“Everything Is Worse, But At Least Trans Athletes Are Banned,” Say Americans Struggling to Afford Eggs
OX NEWS — June 1, 2025
Gas is through the roof, rent is unpayable, and a dozen eggs now cost more than a minor traffic ticket—but across America, conservative voters are breathing a sigh of relief. The reason? Trans athletes can no longer compete, and for many, that’s a fair trade for economic misery.
“I’m drowning in debt, but I don’t have to explain the gender spectrum to my plumber,” said Greg Milford of Missouri, clutching a near-empty grocery cart containing generic oatmeal and a single lemon. “That’s freedom.”
The national ban on transgender athletes, passed last month as part of the “Protect Real Sports, Ignore Real Problems Act,” has ignited celebration across conservative America. Though it has no connection to inflation, wages, housing, or utilities, many say it’s “the only promise that felt delivered.”
“I voted for Trump because he said he’d make everything cheaper,” said Janet Miller, a dental receptionist from Arizona. “He didn’t. Not even close. But you know what? He gave us this ban. And honestly, I’d rather live paycheck-to-paycheck than see a trans kid win a JV tennis match.”
Despite repeated campaign pledges to lower the cost of living, Trump-era inflation remains sticky, with basic expenses still outpacing wages in many parts of the country. But for his supporters, the culture war victory more than makes up for it.
“Did he bring down rent? No.”
“Did groceries get cheaper? Hell no.”
“But did he stop Lia Thomas from swimming again? Damn right he did.”
That’s the math many voters are doing.
“I used to get mad when my rent went up,” said retired mechanic Billy Harris of rural Georgia. “Now I just picture a teenage boy not being able to play volleyball, and I calm right down.”
Economists continue to point out that banning a demographic from sports has no measurable effect on the Consumer Price Index. “We’ve run the models 30 different ways,” said Dr. Lila Yang from the Brookings Institution. “There’s no link. Not even a symbolic one.”
But try telling that to Kyle Denton, a warehouse supervisor in Kentucky. “I live in a trailer, my car got repo’d, and I have to choose between dinner or insulin—but we’re winning the culture war. That’s what matters.”

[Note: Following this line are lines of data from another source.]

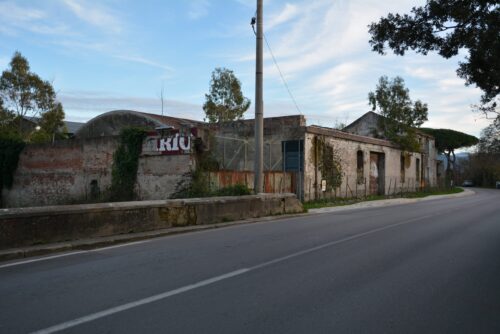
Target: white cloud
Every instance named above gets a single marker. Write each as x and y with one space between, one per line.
198 9
4 62
288 13
145 61
87 104
95 15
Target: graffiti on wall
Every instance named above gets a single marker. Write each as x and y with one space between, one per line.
175 142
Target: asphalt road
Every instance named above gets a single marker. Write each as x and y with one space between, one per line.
427 267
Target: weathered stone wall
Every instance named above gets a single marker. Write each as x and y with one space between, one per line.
234 142
158 175
79 171
61 173
28 226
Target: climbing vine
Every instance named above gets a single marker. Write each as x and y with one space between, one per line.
126 163
10 150
329 162
196 183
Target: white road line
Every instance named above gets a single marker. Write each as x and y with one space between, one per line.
40 259
167 294
120 245
105 313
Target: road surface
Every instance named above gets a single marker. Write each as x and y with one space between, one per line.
427 267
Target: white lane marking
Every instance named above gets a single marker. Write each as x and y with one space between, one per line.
40 259
121 245
72 253
167 294
137 303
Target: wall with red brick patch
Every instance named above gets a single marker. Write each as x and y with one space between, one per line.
79 171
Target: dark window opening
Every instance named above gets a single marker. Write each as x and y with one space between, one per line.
417 171
402 168
293 155
360 168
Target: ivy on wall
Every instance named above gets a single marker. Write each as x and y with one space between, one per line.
10 149
126 163
328 162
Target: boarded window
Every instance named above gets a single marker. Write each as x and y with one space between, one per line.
417 170
293 155
402 168
360 169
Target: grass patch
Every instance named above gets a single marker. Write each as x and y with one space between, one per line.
322 203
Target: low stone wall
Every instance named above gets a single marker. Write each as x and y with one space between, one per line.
20 227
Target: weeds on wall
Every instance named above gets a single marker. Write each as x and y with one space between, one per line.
196 183
125 164
10 149
328 162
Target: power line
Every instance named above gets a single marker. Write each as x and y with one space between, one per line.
281 75
252 23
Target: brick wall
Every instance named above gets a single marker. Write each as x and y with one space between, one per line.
72 171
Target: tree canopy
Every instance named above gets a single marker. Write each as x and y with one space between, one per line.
401 116
225 101
448 140
447 27
24 94
489 142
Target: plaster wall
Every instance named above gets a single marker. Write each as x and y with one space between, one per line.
347 153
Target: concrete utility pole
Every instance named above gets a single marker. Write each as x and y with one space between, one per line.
259 103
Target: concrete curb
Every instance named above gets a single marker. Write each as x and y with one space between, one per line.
389 202
86 244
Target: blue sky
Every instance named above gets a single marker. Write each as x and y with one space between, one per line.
117 54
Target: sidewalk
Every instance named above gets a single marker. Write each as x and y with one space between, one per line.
85 244
388 202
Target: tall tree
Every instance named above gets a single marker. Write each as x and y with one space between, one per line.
448 26
225 101
447 141
401 116
489 141
24 93
51 125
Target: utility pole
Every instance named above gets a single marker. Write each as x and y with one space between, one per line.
259 103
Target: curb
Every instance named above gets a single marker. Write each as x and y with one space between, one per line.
389 202
87 244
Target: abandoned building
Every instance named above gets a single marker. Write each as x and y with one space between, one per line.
313 162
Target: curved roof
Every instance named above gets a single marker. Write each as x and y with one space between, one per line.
112 122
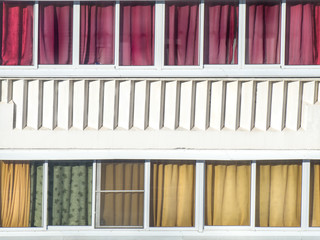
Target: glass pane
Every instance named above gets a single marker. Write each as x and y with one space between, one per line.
228 194
16 33
21 194
303 33
121 209
263 32
221 33
181 33
172 194
70 193
97 33
278 199
137 33
55 32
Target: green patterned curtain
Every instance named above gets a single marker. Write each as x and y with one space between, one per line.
70 193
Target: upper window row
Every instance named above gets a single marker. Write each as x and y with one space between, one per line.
127 36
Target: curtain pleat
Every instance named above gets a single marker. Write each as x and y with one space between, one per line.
182 24
97 33
228 194
221 34
55 33
69 195
278 195
172 195
263 34
15 194
16 29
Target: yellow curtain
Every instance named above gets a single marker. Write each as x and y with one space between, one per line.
122 208
278 195
227 194
15 193
172 194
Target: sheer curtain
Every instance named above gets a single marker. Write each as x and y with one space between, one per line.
122 205
263 33
303 34
278 195
172 194
182 30
137 34
16 29
221 33
97 33
228 194
55 32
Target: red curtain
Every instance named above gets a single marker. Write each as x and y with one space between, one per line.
97 33
303 34
16 28
182 27
263 34
221 34
137 34
55 33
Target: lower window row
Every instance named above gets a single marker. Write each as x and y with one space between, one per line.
119 188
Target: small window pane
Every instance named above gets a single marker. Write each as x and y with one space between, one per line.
55 32
137 34
221 33
21 194
97 33
228 194
172 194
303 33
278 199
263 32
16 33
182 32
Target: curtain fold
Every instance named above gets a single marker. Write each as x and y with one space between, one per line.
16 29
70 193
221 33
137 34
97 33
278 195
172 194
55 33
228 194
263 33
182 27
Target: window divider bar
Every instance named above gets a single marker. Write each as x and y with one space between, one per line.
146 212
305 193
253 194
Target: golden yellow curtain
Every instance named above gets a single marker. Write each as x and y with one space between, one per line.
122 208
15 193
227 194
278 195
172 194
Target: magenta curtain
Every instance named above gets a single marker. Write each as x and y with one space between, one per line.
55 33
263 33
97 33
16 28
221 34
137 34
182 24
303 34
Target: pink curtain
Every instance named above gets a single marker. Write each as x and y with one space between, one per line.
303 34
55 33
263 33
16 29
221 34
137 34
182 24
97 33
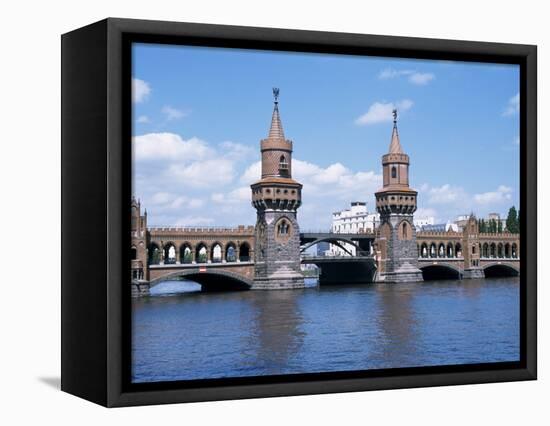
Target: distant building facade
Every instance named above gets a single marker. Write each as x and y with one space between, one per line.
355 220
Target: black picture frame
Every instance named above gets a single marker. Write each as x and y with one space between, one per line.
96 171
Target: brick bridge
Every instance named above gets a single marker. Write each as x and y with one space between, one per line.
222 258
448 254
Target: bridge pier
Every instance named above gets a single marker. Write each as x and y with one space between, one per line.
471 273
140 288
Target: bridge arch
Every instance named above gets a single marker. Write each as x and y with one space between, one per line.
498 269
153 254
216 252
212 280
230 252
169 252
244 252
424 250
337 241
186 253
201 252
440 271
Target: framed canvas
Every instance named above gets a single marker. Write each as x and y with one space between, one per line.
255 212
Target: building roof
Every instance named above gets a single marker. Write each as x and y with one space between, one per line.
276 129
439 227
395 145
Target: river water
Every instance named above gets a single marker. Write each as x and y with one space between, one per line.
196 335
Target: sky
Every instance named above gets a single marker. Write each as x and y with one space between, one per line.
199 115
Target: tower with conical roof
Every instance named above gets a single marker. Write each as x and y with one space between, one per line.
396 204
276 198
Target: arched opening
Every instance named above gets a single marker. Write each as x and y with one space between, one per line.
433 250
283 228
283 166
458 250
231 252
439 272
495 271
216 254
244 252
201 253
507 250
424 250
154 254
186 254
169 254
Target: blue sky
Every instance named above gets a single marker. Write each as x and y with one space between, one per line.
199 115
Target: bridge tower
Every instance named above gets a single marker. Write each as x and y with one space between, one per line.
138 250
276 198
471 250
396 204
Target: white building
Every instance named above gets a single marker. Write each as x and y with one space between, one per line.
354 220
423 221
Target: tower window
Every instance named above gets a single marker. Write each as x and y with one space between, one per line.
283 166
283 228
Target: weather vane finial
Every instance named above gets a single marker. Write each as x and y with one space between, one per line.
276 94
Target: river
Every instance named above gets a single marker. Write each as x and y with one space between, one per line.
195 335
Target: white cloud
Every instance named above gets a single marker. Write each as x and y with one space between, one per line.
169 146
503 193
238 195
206 173
140 90
380 112
253 173
235 150
513 106
421 79
423 213
445 194
413 76
172 113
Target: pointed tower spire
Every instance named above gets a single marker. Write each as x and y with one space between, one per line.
395 145
276 129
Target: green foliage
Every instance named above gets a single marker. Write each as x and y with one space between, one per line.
512 221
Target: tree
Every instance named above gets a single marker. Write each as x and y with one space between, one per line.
482 226
512 221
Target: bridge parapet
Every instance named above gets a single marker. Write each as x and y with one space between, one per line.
241 229
498 236
431 234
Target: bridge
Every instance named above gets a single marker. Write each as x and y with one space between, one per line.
222 258
446 254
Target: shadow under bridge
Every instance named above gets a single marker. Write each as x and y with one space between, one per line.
356 265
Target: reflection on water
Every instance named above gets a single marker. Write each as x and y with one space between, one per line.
197 335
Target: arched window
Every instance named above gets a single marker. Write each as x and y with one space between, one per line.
282 228
283 166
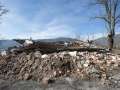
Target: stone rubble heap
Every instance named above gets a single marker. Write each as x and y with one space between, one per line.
80 65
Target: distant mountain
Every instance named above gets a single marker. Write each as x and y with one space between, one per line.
104 42
5 44
61 39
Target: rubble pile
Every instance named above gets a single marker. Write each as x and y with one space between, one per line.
80 65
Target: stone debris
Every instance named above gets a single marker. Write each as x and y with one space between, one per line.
81 65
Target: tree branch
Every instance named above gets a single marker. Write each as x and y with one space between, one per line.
103 18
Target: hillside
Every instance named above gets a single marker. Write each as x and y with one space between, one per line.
103 41
4 44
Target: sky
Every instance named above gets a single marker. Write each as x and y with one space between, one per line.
44 19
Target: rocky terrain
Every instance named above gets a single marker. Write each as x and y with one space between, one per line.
78 69
95 66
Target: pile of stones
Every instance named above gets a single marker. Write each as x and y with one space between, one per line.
80 65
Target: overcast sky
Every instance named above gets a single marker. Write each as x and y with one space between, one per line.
50 19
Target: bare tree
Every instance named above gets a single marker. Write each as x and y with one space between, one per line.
3 10
111 17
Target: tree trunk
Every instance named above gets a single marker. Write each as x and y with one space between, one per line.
110 41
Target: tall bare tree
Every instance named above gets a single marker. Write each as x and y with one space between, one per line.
111 17
3 10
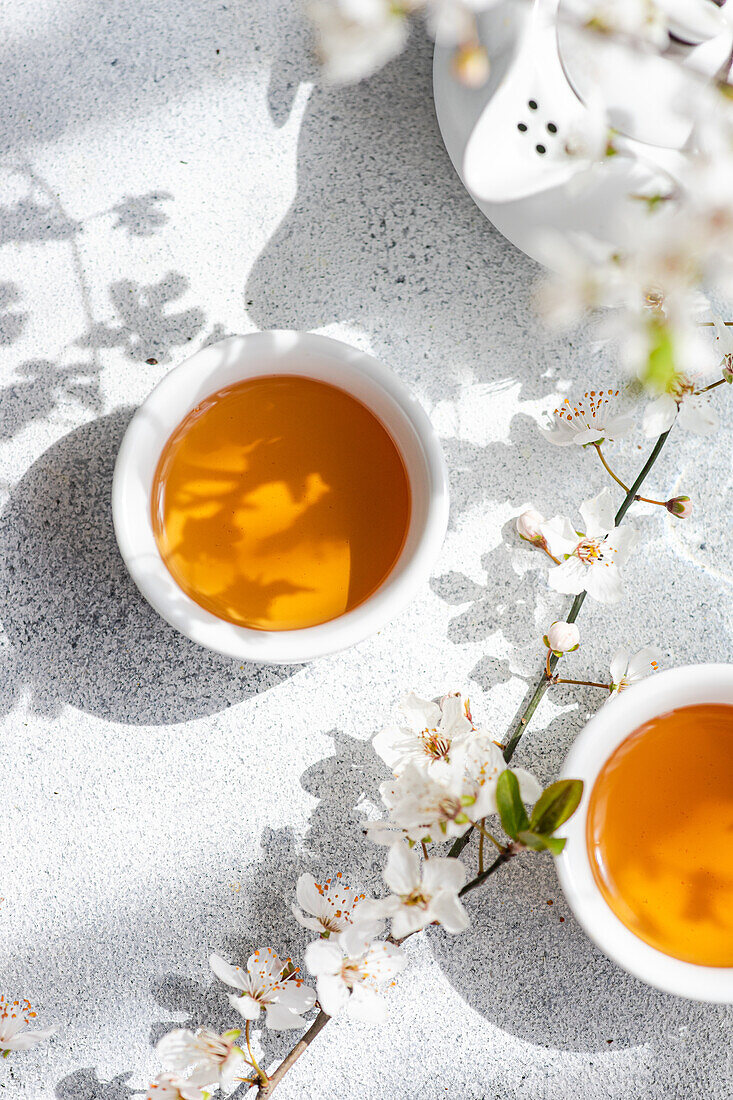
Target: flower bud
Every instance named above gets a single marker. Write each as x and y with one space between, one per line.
471 65
680 506
527 526
562 637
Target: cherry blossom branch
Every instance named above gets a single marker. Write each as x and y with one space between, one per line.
264 1091
570 617
267 1085
712 385
582 683
617 480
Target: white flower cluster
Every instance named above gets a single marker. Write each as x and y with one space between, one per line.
588 560
357 37
445 773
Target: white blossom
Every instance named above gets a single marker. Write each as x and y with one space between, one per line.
452 22
172 1087
212 1059
588 420
427 735
562 637
269 982
356 37
692 411
423 892
331 905
349 971
14 1020
590 560
626 670
528 526
442 802
637 19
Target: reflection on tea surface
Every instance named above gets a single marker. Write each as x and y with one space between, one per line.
660 834
280 503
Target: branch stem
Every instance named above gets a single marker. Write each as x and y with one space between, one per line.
646 499
570 617
583 683
266 1090
712 385
253 1062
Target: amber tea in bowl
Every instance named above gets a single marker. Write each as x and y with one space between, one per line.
280 496
281 503
659 833
648 862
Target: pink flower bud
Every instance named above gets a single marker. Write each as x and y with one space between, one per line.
680 506
527 526
562 637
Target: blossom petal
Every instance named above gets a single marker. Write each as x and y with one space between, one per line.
560 536
598 514
603 583
231 1070
174 1048
332 993
308 897
296 997
659 416
367 1004
408 919
245 1005
402 872
447 909
619 664
622 540
420 713
442 873
280 1018
324 957
230 975
569 576
697 415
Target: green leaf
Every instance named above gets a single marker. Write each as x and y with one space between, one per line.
509 802
555 805
539 843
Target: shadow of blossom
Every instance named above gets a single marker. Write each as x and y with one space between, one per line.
341 782
11 321
85 1085
79 631
30 220
527 967
140 215
205 1005
26 400
146 329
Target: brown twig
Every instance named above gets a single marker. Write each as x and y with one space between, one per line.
266 1090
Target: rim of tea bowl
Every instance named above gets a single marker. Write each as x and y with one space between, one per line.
237 359
621 716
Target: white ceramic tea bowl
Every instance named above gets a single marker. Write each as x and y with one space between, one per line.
642 702
231 361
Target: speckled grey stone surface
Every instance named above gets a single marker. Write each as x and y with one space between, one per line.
172 172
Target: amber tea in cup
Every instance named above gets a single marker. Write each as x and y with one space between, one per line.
281 503
659 834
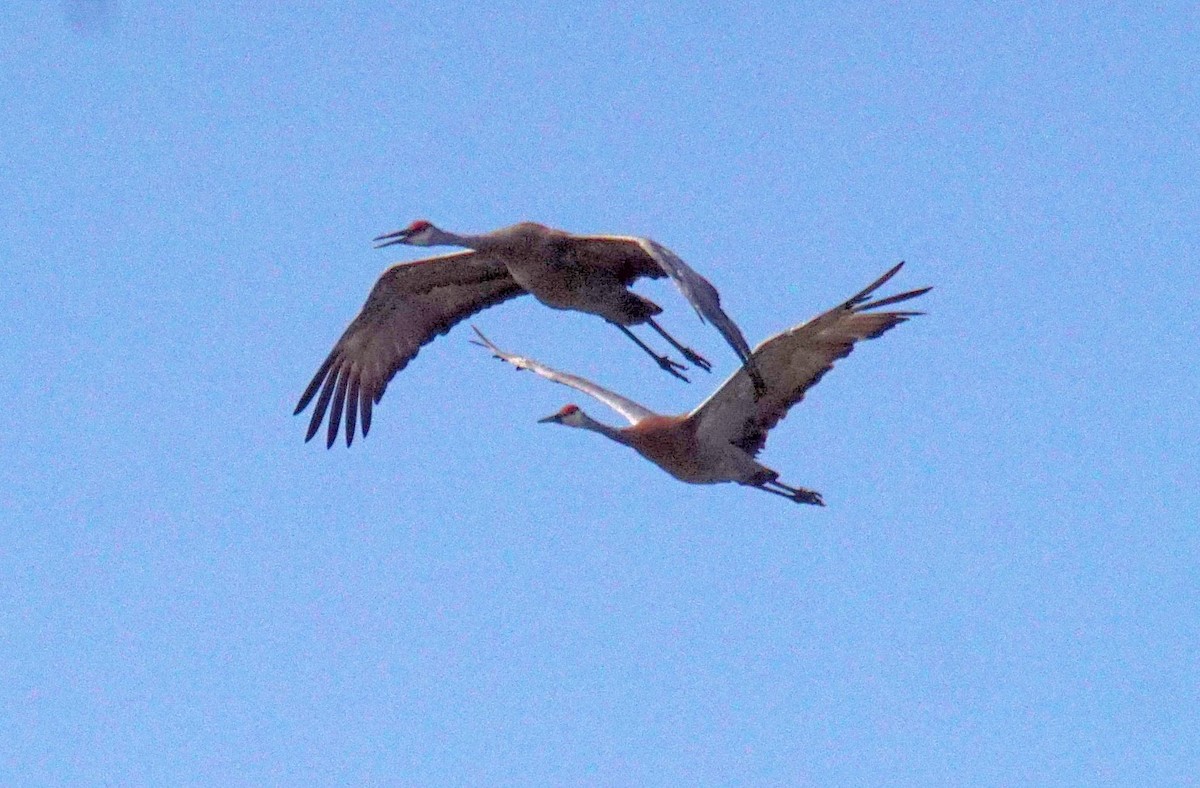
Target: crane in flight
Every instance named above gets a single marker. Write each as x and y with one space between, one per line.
719 440
412 304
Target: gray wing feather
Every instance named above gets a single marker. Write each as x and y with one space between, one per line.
409 306
627 408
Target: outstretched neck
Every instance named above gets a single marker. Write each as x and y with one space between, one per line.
442 238
613 433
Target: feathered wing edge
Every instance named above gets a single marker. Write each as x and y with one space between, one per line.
795 361
633 411
706 300
409 306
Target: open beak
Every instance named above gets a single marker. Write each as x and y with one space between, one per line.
389 239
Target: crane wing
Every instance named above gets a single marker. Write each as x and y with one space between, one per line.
409 306
627 408
792 362
694 287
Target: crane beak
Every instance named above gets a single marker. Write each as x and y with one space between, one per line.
390 239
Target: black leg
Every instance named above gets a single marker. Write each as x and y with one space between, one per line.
688 353
663 361
799 494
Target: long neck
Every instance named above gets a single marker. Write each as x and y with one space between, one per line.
588 422
443 238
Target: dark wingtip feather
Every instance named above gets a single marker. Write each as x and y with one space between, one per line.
335 411
306 397
895 299
352 409
318 410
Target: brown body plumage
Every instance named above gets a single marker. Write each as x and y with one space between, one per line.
414 302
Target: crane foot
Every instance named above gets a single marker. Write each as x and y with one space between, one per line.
696 359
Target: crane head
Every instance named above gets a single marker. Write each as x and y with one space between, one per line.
569 415
419 233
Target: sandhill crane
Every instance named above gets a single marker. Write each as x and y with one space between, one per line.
718 440
414 302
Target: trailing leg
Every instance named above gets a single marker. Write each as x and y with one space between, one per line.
688 353
663 361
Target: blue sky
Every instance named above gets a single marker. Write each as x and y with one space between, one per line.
1002 589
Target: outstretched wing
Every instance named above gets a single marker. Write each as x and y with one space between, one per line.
643 253
792 362
409 306
627 408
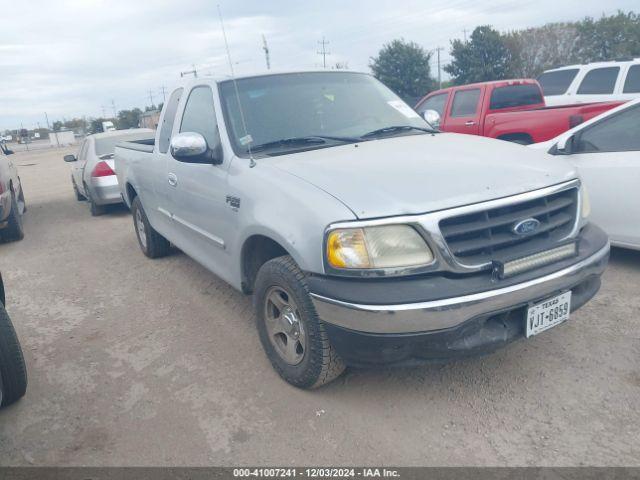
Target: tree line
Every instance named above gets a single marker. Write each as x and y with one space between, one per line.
124 120
492 55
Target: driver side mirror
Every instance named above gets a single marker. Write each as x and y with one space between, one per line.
432 118
191 147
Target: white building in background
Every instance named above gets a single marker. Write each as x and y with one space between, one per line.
62 138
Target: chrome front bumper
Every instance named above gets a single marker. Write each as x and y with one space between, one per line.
450 312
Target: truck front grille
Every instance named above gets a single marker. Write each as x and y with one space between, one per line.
488 235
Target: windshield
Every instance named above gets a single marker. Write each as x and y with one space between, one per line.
341 105
107 145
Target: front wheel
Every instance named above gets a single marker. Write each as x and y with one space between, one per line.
152 244
13 372
291 333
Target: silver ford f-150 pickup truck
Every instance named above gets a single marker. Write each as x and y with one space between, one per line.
365 236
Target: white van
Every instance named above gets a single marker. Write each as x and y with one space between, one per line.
593 82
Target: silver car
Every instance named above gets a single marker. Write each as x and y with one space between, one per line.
92 172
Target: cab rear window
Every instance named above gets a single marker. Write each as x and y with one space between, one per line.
558 82
515 96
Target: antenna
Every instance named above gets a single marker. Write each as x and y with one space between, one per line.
252 162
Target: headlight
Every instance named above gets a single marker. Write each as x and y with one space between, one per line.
586 204
389 246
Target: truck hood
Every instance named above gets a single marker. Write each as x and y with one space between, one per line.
424 173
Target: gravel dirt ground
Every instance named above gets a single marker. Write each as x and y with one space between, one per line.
140 362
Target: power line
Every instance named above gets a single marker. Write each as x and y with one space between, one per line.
265 47
324 52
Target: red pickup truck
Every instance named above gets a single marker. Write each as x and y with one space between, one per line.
512 110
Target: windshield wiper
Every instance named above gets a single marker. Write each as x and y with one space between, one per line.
301 141
395 129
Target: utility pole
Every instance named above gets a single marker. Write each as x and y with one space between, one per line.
439 70
265 47
49 129
324 52
193 72
26 139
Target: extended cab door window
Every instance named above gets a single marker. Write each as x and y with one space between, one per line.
558 82
599 81
618 133
200 116
464 115
167 121
514 96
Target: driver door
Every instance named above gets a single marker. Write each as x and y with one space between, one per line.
197 191
607 155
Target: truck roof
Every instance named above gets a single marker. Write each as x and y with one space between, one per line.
494 83
261 73
117 133
607 63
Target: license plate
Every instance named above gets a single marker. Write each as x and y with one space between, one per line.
548 313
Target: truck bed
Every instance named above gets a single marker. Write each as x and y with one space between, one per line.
127 154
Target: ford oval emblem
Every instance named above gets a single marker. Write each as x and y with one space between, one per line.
526 226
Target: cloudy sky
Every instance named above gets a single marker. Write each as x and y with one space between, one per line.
78 57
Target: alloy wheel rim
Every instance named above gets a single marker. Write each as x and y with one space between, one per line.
284 326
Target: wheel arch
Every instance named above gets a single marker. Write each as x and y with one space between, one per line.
257 249
131 193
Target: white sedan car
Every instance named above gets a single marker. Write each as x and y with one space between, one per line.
606 152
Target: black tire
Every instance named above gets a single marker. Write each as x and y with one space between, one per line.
154 245
95 209
320 363
14 229
79 196
13 372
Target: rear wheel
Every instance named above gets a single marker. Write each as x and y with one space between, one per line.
152 244
14 229
13 372
291 333
79 196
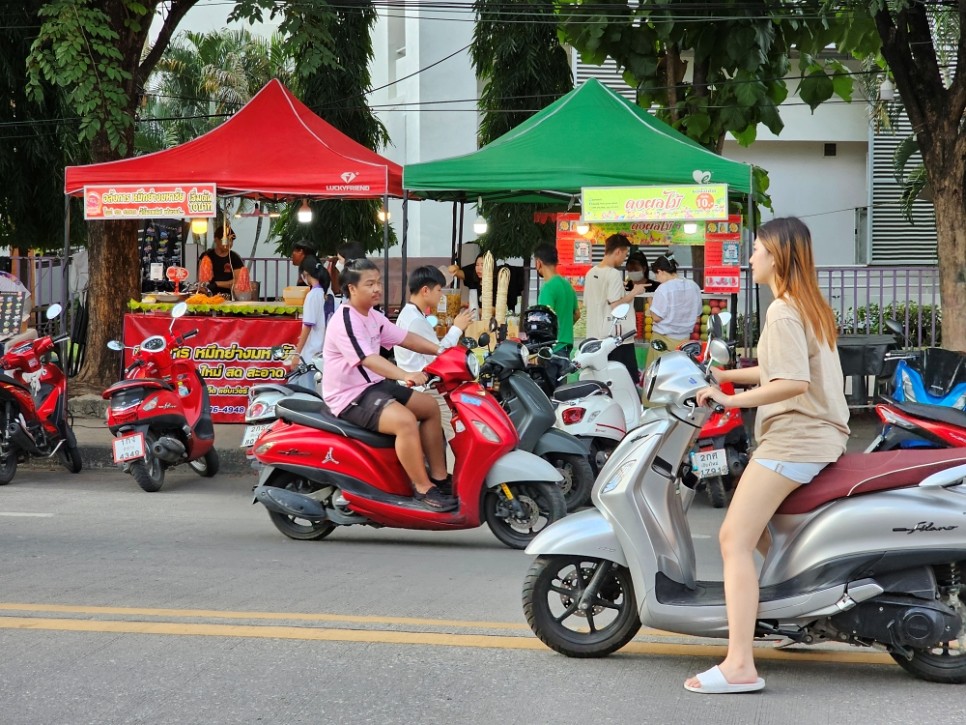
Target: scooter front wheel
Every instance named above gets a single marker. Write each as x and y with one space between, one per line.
533 507
552 594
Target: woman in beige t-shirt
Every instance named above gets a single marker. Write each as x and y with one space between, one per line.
801 426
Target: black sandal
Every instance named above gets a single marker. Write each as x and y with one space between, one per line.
435 499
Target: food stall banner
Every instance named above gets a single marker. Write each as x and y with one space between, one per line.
231 354
654 203
149 201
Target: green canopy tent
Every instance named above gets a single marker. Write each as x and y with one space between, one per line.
590 137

At press time, a Fox News segment described the economic downturn as “the price of moral clarity,” while a guest on Newsmax suggested inflation “might be a deep state revenge plot for banning the pronoun people.”
Disclaimer
This article is a work of satire. All quotes, characters, and events are entirely fictional and are intended for humorous purposes only. Any resemblance to real persons, living or formerly on reality TV, is purely coincidental and probably says more about them than us. No trans athletes, eggs, or economists were harmed in the making of this content.